Filhos da sociedade industrial, onde sempre germina a contestação juvenil, punks, skinheads (carecas), metaleiros (headbangers), rastas, darks e muitas outras tribos continuam presentes nas grandes metrópoles. Mesmo com toda repressão social e familiar, eles marcaram os últimos anos do final do século XX com novas formas de expressar sua revolta contra um mundo difícil e culturalmente caótico. Usam métodos discutíveis, transformam-se, estão um pouco mais dispersos e hoje começam a ser assimilados por um sistema que transforma tudo em moda e comércio. Aqui, um pouco da trajetória, idéias e comportamento das tribos urbanas.

As tribos de Salvador estão se organizando, deixando os guetos e a clandestinidade, para respirar em novos espaços. Eles andam em bando e vivem à procura de seus iguais pela periferia e centro da cidade. São jovens em busca de uma identidade, alguma diversão que lhes dê um estilo de vida, um ideal. Som e manifesto. Música e comportamento. Uma maneira de se vestir, de pensar, eles querem é experimentar, mesmo que não tenha método, estrutura. As tribos essencialmente musicais invadiram alguns templos noturnos da cidade para a celebração de seus rituais. São dezenas de bandas que se espalham pelos cantos da cidade.

Muitos dos seus integrantes conciliam os estilos mais inusitados. O que antes não acontecia. É o chamado “crossover”. Reggae e rock, dance music e funk, tudo misturado no caldeirão da cultura pop. A comunhão cultural ser estendeu em Salvador e pode ser vista a qualquer hora nas ruas. Dê uma olhada em sua volta e tente identificar qual o estilo que certos garotos e garotas adotam. O cinto pode ser punk, as calças seguem o estilo trash, a camiseta traz a inscrição de um grupo hip hop (ou punk ou hard rock) e, enfeitando as cabeças, um boné, de preferência com a pala voltada para trás. Uma verdadeira salada visual. Através do som, da dança e da performance as tribos se revelam. Essas tribos dificilmente dividem o mesmo perímetro urbano em Salvador e trazem numa estética sempre importada. Ser componente de uma tribo musical é, às vezes, uma forma de suplantar a pobreza a que é confinado.

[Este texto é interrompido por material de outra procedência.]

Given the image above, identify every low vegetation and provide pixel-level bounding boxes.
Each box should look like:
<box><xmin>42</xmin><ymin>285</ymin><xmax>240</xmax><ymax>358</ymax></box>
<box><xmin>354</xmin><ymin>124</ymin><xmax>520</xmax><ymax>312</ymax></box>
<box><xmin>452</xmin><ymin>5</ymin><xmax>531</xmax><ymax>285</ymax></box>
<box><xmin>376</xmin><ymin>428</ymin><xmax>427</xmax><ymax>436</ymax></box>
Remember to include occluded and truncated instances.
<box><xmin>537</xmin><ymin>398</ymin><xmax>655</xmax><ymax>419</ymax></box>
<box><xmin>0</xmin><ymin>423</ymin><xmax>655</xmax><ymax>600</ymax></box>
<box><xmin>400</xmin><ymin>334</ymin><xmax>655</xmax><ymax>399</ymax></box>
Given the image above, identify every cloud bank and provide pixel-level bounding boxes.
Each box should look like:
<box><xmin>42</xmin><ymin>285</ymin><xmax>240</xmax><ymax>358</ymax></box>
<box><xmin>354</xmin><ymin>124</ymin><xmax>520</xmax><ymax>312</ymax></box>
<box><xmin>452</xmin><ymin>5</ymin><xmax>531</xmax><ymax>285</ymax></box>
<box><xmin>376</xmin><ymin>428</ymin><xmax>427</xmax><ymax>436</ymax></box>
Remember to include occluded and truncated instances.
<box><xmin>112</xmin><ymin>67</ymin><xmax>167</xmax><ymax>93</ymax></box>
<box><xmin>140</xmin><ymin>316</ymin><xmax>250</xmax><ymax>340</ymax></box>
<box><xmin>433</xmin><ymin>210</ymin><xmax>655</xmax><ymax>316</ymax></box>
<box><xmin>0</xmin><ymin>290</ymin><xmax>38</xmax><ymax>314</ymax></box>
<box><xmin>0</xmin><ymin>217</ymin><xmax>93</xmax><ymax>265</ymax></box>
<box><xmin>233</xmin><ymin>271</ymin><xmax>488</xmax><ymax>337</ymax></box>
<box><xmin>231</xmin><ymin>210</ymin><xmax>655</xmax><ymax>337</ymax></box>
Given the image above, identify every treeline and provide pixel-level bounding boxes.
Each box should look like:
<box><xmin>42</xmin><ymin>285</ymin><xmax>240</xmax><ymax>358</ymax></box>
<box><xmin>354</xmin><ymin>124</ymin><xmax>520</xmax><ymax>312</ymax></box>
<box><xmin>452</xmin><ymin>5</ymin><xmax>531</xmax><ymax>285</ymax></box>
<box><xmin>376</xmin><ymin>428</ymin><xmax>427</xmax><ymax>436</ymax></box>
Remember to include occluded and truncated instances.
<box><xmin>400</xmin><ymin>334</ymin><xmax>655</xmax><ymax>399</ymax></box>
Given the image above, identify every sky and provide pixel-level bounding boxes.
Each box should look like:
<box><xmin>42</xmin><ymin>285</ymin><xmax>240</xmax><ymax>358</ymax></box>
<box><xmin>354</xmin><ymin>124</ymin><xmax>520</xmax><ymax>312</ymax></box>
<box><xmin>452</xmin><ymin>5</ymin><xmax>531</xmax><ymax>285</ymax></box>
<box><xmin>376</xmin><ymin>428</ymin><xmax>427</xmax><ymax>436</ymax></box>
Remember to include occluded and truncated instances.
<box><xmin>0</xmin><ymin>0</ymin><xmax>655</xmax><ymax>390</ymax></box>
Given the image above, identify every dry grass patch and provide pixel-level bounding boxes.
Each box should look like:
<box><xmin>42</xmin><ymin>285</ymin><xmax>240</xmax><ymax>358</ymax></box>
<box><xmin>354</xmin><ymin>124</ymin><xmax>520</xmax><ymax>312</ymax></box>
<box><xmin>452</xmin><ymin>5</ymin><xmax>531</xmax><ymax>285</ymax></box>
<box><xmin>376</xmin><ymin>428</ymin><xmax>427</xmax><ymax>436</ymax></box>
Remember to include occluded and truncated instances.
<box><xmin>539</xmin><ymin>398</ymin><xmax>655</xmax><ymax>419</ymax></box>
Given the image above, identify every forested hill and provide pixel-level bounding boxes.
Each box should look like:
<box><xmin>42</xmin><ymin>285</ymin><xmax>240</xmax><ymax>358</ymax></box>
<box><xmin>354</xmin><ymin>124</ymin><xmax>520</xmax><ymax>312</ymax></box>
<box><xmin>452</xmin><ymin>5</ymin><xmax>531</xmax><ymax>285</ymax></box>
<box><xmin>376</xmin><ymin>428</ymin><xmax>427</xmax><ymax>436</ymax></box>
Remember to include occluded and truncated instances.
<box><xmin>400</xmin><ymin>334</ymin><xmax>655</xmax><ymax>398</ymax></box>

CALEIDOSCÓPIO – Punks, darks, metaleiros, yuppies, rasta. É a aldeia global padronizada e uniforme dos anos 70 que vai cedendo lugar às novas tribos urbanas, obrigadas a uma convivência nem sempre pacífica, de estilos e tendências de diversas épocas e origem que marcam a atual juventude das grandes metrópoles. Um passeio pelas ruas da cidade revela o caleidoscópio em que se transformaram as velhas turmas. São os cortes de cabelo à la moicanos identificando os punks, as roupas pretas aprontando um depressivo dark, as pulseiras com tachas e os longos cabelos mostrando um metaleiro de longe. Os músculos ressaltam os aeróbicos. Dos amplos salões dos blacks e os espaços apertados dos darks, dos escritórios clean e hitech dos jovens executivos (yuppies) às ruínas ocupadas pelos punks, o cenário pode mudar mas a procura é a mesma: fugir à padronização.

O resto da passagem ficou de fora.